By Sarah Morison
March 8, 2012
In August 2009, Secretary of State Hillary Clinton made an unprecedented visit to the Democratic Republic of the Congo (“DRC) to meet with victims of war rape. She pledged $17 million in aid, reflecting a new level of U.S. commitment and concern for girls and women targeted by the enemy for sexual assaults.
Yet, despite being a longtime proponent of access to safe abortion, she did not disclose a dirty little secret that USAID policy, which falls under her jurisdiction, prohibits all nongovernmental organizations (NGOs), governments and humanitarian aid providers from receiving U.S. funds if they provide abortion counseling or services. The restrictions, placed in all foreign assistance contracts, contain no exceptions for rape or to save the life of a woman. This is due to USAID’s unnecessarily broad and rigid application of the “Helms Amendment” to the Foreign Assistance Act, which, since 1973, has prohibited the use of U.S. funds for the performance of abortion “as a method of family planning” or to “motivate or coerce any person to practice abortions.”
War rape — typically gang rape — has been employed in the Congo, Rwanda, Colombia, Sri Lanka, the former Yugoslavia, Burma, the Sudan, Sierra Leone and elsewhere as a highly effective military strategy to destroy the families, communities and culture of the enemy without bullets. It has been classified by international courts as a war crime, an act of genocide, a crime against humanity and a form of torture. The U.S. itself acknowledges it as torture and administers aid to victims both from USAID’s Victims of Torture Fund, as well as contributing to a similar UN fund. Forcing a girl or women to continue a resulting pregnancy has also been recognized as torture.
The impact of lack of access to safe abortion for such victims is particularly severe. Faced with the horrifying prospect of giving birth to a child of one of their rapists, they frequently choose between suicide or a clandestine, often deadly, abortion in a non-medical environment. Ironically, USAID does spend money on more costly services, such as: emergency care following unsafe abortions; psychological, prenatal and obstetrical services to the impregnated survivor; and attempts to convince families and communities not to shun such women and their babies, a persistent problem. These services avoid the real issue — that women often desperately want and need the option of abortion to get beyond the rapes. Providing safe abortion in these circumstances is clearly not “a method of family planning” and willing doctors are only “motivated” by compassion for the victims.

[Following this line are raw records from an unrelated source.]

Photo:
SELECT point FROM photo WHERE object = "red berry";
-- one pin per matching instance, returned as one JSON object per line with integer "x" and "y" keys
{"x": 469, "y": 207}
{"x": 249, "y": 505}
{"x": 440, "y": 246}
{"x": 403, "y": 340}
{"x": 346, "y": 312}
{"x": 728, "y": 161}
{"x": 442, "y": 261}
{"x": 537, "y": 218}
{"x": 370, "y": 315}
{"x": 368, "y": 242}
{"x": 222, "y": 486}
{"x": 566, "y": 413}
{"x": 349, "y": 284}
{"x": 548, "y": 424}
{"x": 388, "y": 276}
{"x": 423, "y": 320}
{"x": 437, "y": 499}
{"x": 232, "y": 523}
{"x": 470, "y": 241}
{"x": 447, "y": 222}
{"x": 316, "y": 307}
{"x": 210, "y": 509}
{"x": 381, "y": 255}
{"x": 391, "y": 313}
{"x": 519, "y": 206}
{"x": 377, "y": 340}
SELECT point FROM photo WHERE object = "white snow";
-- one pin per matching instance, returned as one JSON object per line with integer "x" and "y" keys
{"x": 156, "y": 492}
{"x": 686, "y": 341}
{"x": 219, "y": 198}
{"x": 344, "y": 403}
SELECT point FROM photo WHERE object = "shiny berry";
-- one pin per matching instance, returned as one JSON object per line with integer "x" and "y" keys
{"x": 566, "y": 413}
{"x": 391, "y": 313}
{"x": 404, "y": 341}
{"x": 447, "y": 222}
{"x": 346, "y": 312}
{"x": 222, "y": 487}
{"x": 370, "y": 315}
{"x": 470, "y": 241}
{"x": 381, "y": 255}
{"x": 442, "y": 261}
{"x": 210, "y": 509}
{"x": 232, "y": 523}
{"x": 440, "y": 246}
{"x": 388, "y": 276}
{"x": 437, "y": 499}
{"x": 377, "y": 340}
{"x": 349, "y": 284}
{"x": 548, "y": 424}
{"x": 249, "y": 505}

Last summer the Global Justice Center initiated the “August 12th Campaign” around this issue. The Global Justice Center’s principal and unique legal argument was that denying abortion counseling or services to women and girls raped in conflict was a violation of the Geneva Conventions. Under the Conventions, civilian girls and women wounded in armed conflict are entitled to non-discriminatory and comprehensive medical care, which should include the option of abortion for victims of war rape. Although the actual parties to an armed conflict have the primary obligation to ensure medical care in compliance with the Conventions, all countries that are providing humanitarian medical services must also comply.
The August 12th Campaign, launched on the 62nd anniversary of the Geneva Conventions, brought together an international coalition of eminent organizations and individuals that urged President Obama to take steps to end USAID obstruction of abortion counseling and services to victims of war rape. As one organization poignantly stated, “This needless restriction endangers the lives of rape victims, exacerbates their suffering, and inevitably imposes the legacy of war upon their families, communities, and entire nations for generations to come.”
Last month, more letters were sent, including one signed by many UK parliamentarians. Foreign governments and organizations that do support safe abortion are particularly concerned about U.S. restrictions affecting their own donated funds when they are commingled by large humanitarian organizations such the International Committee of the Red Cross and UN agencies overseeing humanitarian aid.
There have been recent encouraging signs that the Global Justice Center campaign has had an impact. On December 19, 2011, President Obama issued an Executive Order, “Instituting a National Action Plan on Women, Peace and Security,” in which the problem of sexual violence against women during conflict was highlighted. It stated that the U.S., in developing its plan, “will respond to the distinct needs of women and children in conflict affected disasters and crises, including by providing safe, equitable access to humanitarian assistance.”
On March 1, 2012 USAID announced that it was launching a new policy on Gender Equality and Female Empowerment. With regard to “conflict-affected environments,” the new policy includes a commitment to “prevent and respond to sexual and gender-based violence; and ensure that relief and recovery efforts address the different needs and priorities of women and men.”
Although the specifics are lacking at this point, such language offers hope that future U.S. policy will alleviate, rather than contribute to, the suffering of victims of war rape.